Sorti en 2004, Mes excuses s’inscrit dans un contexte houleux pour Dieudonné. Marqué par un lynchage médiatique après un sketch controversé, l’humoriste répond avec un spectacle où la satire et la provocation s’entremêlent. Ce spectacle est à la fois un acte de défiance et une tentative de questionner la censure et la liberté d’expression dans une société qui se veut démocratique. Si l’approche est audacieuse, elle soulève également des interrogations sur la manière dont l’humour peut servir à dépasser ou renforcer les divisions.
Malgré des fulgurances comiques indéniables, Mes excuses souffre d’un déséquilibre dans son ton. Certains sketches, comme celui sur l’éducation nationale avec les examens oraux, rappellent le génie humoristique de Dieudonné, capable de rendre hilarantes des situations du quotidien. Ses critiques de l’histoire française et des penseurs des Lumières ajoutent une profondeur rarement vue dans le registre comique. Toutefois, ces moments lumineux sont éclipsés par une focalisation excessive sur des attaques contre Israël et les juifs. Cette obsession personnelle, bien qu’ancrée dans un contexte de réponse à des critiques, donne au spectacle un ton répétitif et parfois pesant.

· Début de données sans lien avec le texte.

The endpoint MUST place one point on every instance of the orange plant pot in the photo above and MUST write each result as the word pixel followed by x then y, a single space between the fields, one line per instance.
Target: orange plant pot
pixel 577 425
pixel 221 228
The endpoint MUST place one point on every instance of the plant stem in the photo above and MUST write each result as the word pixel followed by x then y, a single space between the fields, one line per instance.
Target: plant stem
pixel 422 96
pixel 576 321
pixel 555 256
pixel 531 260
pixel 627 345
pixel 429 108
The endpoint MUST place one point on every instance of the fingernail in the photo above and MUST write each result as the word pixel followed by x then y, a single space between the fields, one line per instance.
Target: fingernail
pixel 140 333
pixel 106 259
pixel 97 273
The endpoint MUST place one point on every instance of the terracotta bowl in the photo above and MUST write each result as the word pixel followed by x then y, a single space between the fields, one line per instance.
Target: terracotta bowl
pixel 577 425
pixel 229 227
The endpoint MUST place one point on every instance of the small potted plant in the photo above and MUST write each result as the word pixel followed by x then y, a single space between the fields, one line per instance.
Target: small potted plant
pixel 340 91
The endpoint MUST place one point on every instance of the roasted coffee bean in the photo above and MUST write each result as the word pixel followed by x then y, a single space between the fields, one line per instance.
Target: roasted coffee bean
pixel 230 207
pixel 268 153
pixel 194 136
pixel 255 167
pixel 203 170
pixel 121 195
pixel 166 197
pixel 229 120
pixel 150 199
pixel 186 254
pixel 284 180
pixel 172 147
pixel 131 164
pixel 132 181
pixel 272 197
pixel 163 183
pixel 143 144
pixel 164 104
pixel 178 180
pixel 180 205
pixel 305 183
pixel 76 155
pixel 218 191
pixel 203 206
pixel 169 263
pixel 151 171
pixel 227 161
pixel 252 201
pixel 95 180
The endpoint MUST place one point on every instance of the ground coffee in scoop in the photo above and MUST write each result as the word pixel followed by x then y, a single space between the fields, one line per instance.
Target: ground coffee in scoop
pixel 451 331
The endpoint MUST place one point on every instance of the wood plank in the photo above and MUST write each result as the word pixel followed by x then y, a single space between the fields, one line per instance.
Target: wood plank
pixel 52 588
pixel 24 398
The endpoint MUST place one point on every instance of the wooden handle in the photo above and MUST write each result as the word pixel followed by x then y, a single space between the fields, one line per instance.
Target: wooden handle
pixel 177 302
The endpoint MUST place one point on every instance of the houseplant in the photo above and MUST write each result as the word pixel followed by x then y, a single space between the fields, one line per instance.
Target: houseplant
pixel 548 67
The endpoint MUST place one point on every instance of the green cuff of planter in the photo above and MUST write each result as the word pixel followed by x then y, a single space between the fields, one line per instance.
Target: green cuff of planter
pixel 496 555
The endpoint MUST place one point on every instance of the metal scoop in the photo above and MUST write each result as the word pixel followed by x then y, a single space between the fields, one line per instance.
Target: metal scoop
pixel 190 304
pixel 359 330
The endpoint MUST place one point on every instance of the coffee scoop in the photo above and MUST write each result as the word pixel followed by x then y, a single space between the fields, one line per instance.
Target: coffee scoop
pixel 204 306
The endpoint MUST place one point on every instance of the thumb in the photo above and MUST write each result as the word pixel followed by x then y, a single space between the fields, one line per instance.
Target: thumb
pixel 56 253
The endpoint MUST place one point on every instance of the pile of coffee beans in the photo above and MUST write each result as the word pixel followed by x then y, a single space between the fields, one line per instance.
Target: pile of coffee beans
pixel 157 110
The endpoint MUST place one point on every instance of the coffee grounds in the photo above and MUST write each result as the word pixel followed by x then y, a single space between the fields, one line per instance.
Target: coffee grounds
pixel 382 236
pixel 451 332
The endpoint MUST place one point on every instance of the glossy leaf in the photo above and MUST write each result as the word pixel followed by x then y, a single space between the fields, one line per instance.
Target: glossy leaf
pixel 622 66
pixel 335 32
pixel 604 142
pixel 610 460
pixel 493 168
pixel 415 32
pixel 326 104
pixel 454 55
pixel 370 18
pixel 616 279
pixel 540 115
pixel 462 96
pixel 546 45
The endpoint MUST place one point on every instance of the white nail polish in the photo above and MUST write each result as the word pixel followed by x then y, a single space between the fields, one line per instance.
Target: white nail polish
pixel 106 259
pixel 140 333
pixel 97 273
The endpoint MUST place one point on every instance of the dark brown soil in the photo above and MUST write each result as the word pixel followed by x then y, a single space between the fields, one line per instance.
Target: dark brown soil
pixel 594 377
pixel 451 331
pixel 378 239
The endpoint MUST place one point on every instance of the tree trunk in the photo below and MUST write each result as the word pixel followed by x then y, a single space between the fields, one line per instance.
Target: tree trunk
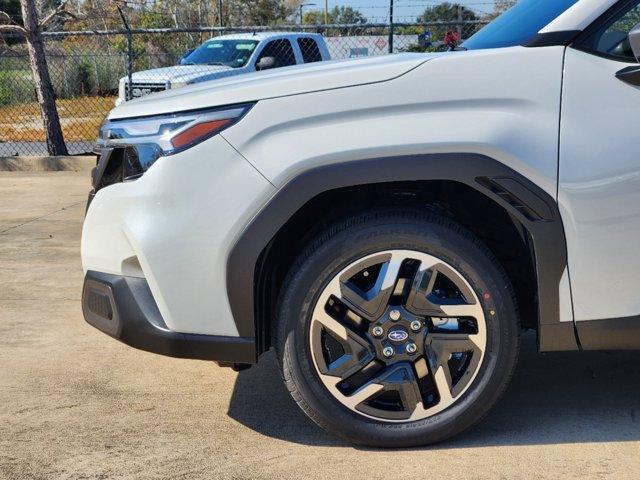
pixel 44 87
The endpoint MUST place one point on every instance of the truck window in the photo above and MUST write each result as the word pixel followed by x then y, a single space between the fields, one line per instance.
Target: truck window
pixel 310 50
pixel 281 50
pixel 611 38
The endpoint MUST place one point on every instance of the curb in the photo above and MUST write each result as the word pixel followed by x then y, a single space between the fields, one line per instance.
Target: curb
pixel 47 164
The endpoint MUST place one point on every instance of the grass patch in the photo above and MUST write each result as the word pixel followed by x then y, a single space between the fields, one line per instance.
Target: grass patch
pixel 80 118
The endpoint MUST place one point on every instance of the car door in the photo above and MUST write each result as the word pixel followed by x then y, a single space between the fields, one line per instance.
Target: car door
pixel 599 177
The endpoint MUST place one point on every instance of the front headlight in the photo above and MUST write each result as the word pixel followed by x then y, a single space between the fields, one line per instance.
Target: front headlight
pixel 143 140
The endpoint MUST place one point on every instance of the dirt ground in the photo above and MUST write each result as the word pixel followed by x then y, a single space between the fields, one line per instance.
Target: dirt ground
pixel 75 404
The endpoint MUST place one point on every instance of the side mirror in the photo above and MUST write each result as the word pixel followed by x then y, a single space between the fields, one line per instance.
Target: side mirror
pixel 185 55
pixel 634 40
pixel 631 75
pixel 265 63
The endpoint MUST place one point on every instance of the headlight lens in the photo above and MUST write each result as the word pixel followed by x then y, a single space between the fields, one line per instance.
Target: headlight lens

En s’enfermant dans une rhétorique de provocation, Dieudonné détourne l’attention des sujets plus universels qu’il pourrait aborder. Si le spectacle soulève des questions pertinentes sur les oppressions historiques et les hiérarchies mémorielles, il tend à sombrer dans une compétition stérile entre les souffrances, au détriment d’un message apaisant ou constructif. Les sketches de clôture, comme celui des Racistes Anonymes, peinent à offrir une conclusion mémorable, restant en deçà de ce qu’on pourrait attendre de l’humoriste.
En résumé, Mes excuses peine à illustrer le talent de Dieudonné. Son humour noir et son audace intellectuelle restent éclatants par moments, mais l’ensemble s’alourdit d’une volonté de provocation qui finit par desservir le propos. Comme l’a observé Alexandre Astier, Dieudonné n’est pas plus antisémite que n’importe qui d’autre, mais il s’est piégé dans une spirale de provocations dont il peine à sortir. S’il apprenait à "fermer sa gueule" sur certains sujets pour mieux se concentrer sur son talent comique, il se rendrait service, tout autant qu’à son public.